TAMPA, Fla. (WFLA) — Another part of Southwest Florida was placed under quarantine in an effort to stop the spread of one of the most damaging snails in the world.

Giant African land snails, or “GALS” for short, have wreaked havoc across Pasco County since mid-2022. Now, some residents in Lee County are also experiencing the damaging effects of the invasive slimy species.

GALS can consume at least 500 different types of plants and be devastating to Florida’s agriculture, according to the state Department of Agriculture and Consumer Services.

Not only do the creatures possess a mighty appetite, “the snails also pose a serious health risk to humans by carrying the parasite rat lungworm, known to cause meningitis in humans,” the department wrote in an online quarantine advisory.

However, the latest quarantine efforts in Lee and Pasco counties were not the state’s first attempts at eradicating the species.

The giant African land snail has been eradicated from Florida twice already. The snail was first detected in 1969 and was later eradicated in 1975. In 2011, the snail was detected in Miami-Dade County and eventually eradicated in 2021.

Finally, on June 23, 2022, the Florida Department of Agriculture and Consumer Services (FDACS) confirmed the detection of the giant African land snail in the New Port Richey area of Pasco County.

That same month, FDACS’s Division of Plant Industry began to survey the area and enacted a quarantine.

(Department of Agriculture and Consumer Services)
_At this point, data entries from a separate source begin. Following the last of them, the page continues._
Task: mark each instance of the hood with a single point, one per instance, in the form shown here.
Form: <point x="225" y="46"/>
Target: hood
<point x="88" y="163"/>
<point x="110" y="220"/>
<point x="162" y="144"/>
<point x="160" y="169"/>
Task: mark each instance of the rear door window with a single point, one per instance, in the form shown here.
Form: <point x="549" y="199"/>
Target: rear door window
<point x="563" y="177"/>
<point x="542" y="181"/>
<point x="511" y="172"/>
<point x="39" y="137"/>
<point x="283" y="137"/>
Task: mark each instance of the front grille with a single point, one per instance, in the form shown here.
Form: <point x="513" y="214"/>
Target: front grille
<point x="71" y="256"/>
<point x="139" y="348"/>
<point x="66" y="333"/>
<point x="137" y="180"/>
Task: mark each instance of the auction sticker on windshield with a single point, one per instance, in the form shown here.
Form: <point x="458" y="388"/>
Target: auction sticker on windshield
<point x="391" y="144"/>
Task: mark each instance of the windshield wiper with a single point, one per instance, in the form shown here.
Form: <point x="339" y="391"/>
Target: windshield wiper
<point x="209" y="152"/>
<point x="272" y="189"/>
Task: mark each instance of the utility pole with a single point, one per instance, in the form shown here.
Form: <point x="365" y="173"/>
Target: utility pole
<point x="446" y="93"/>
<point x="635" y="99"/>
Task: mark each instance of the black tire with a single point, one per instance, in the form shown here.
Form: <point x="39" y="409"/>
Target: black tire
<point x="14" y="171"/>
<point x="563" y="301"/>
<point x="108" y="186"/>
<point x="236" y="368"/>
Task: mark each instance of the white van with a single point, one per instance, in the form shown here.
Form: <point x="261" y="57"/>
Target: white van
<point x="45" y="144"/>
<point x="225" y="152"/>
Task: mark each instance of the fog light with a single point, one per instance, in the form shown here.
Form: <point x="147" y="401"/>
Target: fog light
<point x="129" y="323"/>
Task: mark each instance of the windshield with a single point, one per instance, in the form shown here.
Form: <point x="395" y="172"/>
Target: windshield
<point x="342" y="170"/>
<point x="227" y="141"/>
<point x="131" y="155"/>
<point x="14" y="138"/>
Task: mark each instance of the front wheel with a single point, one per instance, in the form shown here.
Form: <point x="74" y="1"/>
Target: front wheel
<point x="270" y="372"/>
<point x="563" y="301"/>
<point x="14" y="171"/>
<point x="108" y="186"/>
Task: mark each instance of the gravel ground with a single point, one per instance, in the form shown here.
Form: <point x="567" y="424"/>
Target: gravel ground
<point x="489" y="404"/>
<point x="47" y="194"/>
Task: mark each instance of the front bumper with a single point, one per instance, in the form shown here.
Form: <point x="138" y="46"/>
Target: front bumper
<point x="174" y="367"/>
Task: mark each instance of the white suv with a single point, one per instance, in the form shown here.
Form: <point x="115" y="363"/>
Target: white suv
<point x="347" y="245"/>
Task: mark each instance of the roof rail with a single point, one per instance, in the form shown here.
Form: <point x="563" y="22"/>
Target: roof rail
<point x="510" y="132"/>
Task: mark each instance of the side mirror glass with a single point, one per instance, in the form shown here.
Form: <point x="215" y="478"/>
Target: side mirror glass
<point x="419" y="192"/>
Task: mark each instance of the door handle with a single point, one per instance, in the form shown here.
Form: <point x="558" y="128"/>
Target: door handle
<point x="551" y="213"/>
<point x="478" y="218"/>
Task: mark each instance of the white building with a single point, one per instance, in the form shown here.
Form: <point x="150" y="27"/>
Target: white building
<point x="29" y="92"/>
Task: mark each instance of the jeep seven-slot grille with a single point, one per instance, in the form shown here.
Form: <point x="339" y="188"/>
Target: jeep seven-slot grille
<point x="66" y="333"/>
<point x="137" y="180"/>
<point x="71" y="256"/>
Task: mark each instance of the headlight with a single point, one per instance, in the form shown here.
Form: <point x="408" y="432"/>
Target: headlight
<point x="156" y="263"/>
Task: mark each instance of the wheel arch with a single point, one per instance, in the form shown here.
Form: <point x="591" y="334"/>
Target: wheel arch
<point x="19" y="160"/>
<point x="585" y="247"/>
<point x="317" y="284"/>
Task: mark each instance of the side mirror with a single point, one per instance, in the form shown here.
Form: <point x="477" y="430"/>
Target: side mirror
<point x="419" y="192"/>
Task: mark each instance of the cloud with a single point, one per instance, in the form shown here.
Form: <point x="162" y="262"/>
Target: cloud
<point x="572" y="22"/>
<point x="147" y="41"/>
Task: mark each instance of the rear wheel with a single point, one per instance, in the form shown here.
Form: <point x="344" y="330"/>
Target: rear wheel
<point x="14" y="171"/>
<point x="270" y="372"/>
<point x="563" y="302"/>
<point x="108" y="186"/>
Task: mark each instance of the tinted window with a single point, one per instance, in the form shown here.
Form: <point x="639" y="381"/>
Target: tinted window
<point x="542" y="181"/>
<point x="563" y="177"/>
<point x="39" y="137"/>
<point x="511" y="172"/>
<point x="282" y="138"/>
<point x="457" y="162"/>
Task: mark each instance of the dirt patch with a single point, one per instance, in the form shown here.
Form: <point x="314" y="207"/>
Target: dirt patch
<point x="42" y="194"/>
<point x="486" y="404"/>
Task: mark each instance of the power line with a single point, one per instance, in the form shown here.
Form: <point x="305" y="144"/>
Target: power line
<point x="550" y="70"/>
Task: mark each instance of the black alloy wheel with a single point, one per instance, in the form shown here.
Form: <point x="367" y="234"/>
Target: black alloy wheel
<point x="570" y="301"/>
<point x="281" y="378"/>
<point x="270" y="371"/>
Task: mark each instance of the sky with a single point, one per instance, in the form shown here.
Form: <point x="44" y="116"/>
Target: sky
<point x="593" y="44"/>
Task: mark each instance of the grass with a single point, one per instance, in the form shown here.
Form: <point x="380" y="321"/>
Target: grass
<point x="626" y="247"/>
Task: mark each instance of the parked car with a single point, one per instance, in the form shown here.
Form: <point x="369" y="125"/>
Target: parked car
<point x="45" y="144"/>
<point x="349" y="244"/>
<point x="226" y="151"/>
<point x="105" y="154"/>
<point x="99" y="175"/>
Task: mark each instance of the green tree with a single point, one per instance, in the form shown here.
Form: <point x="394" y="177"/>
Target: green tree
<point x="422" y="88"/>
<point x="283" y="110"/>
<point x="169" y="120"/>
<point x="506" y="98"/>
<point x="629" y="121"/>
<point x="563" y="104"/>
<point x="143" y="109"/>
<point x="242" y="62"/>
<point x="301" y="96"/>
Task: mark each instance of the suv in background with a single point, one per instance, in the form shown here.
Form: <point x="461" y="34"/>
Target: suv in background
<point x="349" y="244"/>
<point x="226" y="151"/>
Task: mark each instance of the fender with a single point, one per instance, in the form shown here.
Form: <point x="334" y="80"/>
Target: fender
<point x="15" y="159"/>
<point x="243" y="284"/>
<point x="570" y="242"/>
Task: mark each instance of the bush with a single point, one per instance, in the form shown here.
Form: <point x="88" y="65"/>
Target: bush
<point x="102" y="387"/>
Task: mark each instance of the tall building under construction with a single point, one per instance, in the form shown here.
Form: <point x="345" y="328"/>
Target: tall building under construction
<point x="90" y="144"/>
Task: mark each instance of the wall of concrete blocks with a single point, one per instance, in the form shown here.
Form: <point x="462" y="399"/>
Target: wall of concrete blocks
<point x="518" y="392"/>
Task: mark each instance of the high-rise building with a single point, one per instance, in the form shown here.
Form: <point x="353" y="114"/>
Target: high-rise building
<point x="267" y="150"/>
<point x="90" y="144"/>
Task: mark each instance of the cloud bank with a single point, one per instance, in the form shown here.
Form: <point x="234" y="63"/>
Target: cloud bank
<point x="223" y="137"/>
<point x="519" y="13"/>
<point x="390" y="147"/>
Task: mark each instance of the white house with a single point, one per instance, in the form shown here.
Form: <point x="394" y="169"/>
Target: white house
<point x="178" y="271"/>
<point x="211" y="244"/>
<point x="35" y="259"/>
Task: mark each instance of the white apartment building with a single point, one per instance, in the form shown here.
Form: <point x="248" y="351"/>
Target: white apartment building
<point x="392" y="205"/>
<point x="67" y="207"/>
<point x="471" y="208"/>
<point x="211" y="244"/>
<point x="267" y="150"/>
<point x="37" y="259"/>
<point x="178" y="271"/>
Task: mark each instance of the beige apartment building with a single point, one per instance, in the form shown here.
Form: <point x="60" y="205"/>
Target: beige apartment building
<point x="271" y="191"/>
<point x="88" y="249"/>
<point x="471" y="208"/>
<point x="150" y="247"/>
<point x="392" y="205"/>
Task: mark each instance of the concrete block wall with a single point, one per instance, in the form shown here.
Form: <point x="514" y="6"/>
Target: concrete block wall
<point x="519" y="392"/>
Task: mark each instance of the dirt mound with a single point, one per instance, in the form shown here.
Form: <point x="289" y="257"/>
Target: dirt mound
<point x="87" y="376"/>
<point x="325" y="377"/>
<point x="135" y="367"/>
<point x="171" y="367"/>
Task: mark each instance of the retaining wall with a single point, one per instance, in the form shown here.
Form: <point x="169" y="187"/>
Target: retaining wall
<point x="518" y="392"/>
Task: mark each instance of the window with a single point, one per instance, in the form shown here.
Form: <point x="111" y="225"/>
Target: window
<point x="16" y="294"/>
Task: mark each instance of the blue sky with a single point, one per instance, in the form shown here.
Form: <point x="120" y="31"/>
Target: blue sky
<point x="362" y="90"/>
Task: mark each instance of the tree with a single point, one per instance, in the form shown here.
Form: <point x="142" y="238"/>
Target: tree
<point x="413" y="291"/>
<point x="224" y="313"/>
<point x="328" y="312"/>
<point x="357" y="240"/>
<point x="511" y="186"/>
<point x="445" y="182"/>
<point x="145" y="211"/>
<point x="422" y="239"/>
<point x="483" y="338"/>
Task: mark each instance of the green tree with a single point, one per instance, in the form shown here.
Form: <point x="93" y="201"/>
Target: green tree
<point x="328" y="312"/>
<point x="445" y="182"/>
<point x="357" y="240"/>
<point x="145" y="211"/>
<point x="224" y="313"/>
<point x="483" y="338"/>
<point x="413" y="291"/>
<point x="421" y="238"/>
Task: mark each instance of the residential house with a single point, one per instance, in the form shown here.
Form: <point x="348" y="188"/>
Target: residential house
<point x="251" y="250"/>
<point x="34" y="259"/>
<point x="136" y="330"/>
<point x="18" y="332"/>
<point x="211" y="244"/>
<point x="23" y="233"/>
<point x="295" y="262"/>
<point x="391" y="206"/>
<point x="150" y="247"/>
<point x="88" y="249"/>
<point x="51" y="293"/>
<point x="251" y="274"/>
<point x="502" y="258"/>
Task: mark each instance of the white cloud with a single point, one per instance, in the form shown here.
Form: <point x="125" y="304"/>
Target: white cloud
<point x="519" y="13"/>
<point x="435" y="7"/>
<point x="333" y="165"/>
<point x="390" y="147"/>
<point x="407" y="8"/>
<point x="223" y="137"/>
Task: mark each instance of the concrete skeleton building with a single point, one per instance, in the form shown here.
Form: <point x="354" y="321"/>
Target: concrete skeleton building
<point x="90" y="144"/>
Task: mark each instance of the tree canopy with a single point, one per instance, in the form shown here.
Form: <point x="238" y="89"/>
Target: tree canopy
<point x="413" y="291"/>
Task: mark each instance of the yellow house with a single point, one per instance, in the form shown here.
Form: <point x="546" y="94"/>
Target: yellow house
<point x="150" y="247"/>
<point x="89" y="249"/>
Officials said the populations previously eradicated in South Florida and the population in Lee County have dark brown shells with grayish-brown flesh. The snails detected in Pasco County have light to dark brown shells with milky white flesh (seen below).

(Department of Agriculture and Consumer Services)

To protect your property, FDACS reccommends Metaldehyde, a pesticide used to control snails and slugs. The treatment option is approved for use in a variety of vegetable and ornamental crops in the field or greenhouse, on fruit trees, small-fruit plants, in avocado and citrus orchards, berry plants, banana plants and in limited residential areas.